Dad was a member of the “Greatest Generation” that we so aptly celebrate here. As we are all acutely aware, we are losing them daily, and they aren’t making any more. His 93 years of life spanned a range of eras and events that is difficult for me to comprehend. Born on New Year’s Day 1927 in New York City, he grew up during the Great Depression alongside 3 brothers and a music teacher mother, absent a father who was rarely around for them. Dad rarely spoke of his Navy service, which was brief and in the non-combat role of Electronic Technician’s Mate, Second Class, but as readers of Bill’s first magnificent essay “Honor” know, the details don’t matter when your time comes. White-gloved men in immaculate dress blue uniforms awaited us at silent attention at his burial site, and he was laid to rest with Navy honors with a brotherly reverence that it still chokes me up to think about.

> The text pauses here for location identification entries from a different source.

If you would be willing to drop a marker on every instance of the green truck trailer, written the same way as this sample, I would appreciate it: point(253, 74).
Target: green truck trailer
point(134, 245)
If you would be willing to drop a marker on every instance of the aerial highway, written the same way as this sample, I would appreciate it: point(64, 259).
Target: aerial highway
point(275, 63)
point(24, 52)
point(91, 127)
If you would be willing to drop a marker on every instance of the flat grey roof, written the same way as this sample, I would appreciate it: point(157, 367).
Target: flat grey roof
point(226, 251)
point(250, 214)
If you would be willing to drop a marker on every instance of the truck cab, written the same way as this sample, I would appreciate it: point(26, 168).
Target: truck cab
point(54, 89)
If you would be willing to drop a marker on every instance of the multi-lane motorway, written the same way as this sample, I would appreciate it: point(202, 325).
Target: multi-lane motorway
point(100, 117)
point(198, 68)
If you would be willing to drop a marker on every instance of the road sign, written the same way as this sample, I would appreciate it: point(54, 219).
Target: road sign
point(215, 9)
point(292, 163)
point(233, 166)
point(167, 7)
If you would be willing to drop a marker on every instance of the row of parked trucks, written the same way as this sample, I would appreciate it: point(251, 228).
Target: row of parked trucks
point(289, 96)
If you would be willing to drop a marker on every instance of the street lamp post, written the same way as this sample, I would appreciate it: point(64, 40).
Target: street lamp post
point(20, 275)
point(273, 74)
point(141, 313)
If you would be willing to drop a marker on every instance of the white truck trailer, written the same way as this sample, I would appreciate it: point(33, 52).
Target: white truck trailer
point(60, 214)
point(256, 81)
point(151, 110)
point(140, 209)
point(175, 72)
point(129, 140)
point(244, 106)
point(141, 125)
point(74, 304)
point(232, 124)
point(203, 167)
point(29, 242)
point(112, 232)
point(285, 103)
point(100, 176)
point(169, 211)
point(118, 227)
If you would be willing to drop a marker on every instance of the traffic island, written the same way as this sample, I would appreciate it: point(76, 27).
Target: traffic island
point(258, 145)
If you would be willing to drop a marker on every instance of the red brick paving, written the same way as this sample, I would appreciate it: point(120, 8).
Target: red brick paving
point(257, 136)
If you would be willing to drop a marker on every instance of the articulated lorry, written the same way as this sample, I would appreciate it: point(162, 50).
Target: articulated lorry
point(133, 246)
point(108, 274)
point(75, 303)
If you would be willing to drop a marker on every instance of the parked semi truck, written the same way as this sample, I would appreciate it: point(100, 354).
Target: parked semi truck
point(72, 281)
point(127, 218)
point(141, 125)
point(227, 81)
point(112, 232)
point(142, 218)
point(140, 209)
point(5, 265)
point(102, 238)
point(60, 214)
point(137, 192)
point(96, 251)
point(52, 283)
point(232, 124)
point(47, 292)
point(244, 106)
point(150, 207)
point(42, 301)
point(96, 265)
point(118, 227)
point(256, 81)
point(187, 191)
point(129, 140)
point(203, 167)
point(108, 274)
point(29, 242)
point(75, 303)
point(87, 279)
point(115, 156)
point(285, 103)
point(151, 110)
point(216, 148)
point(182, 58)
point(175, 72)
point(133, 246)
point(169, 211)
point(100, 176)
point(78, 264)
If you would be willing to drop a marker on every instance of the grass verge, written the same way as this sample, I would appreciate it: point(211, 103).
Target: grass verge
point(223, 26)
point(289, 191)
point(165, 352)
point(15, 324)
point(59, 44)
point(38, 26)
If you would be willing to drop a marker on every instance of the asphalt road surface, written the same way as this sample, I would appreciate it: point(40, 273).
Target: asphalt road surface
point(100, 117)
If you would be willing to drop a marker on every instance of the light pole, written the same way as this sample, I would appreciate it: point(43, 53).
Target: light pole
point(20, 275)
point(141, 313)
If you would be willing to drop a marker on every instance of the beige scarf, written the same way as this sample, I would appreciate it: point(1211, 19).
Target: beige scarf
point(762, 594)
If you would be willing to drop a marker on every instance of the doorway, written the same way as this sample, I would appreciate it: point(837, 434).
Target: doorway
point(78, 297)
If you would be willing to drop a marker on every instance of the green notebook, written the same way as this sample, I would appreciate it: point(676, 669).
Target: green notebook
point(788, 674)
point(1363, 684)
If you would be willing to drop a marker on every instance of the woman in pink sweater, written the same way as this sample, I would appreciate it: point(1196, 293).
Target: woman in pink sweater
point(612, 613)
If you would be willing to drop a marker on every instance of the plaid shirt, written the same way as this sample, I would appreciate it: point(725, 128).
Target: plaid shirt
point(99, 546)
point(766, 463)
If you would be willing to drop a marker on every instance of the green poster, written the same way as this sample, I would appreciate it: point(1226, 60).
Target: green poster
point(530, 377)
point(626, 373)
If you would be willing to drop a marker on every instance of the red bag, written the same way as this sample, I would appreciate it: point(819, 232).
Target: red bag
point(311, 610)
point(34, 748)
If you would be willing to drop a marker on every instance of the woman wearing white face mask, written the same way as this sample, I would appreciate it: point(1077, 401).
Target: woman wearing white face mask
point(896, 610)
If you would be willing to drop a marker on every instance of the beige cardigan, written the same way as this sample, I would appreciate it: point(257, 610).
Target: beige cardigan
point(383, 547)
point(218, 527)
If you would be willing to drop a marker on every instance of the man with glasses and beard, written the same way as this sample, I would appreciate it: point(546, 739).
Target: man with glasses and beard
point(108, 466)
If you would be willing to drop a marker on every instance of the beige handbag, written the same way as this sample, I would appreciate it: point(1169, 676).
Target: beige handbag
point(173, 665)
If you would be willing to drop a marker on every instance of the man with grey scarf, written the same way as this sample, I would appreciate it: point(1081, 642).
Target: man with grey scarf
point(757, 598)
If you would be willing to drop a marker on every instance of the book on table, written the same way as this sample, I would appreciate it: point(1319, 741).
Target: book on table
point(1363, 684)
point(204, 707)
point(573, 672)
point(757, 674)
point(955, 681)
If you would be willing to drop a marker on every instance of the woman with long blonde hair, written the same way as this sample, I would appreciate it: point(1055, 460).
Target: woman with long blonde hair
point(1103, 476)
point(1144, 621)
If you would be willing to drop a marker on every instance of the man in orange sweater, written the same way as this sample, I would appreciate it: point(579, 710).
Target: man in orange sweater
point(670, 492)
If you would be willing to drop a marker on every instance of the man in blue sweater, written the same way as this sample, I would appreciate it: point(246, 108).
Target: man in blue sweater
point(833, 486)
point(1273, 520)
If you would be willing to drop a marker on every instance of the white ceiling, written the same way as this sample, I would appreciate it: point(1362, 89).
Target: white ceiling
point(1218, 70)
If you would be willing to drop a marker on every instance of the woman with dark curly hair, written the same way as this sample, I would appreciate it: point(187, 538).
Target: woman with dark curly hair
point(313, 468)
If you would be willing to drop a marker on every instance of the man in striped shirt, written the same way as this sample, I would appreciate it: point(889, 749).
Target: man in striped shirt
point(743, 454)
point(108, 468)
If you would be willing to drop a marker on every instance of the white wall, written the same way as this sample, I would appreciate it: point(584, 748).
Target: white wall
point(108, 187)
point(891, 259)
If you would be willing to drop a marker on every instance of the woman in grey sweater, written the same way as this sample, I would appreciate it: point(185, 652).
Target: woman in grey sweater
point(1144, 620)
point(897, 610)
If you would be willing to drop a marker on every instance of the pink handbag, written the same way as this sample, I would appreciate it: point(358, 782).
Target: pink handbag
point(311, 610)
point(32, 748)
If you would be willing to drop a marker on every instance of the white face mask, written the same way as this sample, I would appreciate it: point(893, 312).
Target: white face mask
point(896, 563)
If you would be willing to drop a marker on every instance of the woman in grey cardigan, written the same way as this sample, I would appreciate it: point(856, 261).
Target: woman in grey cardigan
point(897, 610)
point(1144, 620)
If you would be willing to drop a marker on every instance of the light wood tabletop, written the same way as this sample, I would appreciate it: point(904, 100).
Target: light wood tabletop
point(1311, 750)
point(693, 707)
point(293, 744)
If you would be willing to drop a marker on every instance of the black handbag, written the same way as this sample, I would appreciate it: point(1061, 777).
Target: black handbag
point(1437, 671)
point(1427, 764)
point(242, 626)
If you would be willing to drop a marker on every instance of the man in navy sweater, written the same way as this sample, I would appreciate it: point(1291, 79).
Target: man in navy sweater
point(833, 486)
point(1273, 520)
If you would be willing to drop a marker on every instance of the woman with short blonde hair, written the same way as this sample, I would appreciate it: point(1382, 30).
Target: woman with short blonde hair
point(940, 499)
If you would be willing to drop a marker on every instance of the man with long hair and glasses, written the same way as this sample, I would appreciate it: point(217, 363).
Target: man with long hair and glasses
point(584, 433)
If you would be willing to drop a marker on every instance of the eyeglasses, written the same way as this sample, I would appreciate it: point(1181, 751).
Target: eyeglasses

Everyone who knew my Dad – many by his middle name, “Clark”, others by his first name of “Francis” or childhood nickname “Fritz” – knew there was something unique about him. He brought an extraordinarily friendly enthusiasm into people’s lives. He had a remarkably unguarded, candid, open curiosity about the world, and took great satisfaction and profound joy delighting in the wonder of it all. He delighted in people – in family and friends, in getting to know the people he met in his life, family, work, and travels, in learning about their interests and stories. He treated people kindly, and took an interest in getting to know them. He asked questions, wanting to know the answers. He was an enthusiastic traveler who brought us back fascinating souvenirs of his work trips, kindling our own interests in seeing the world, and giving us the delight in sharing in seeing it through his eyes and experiences.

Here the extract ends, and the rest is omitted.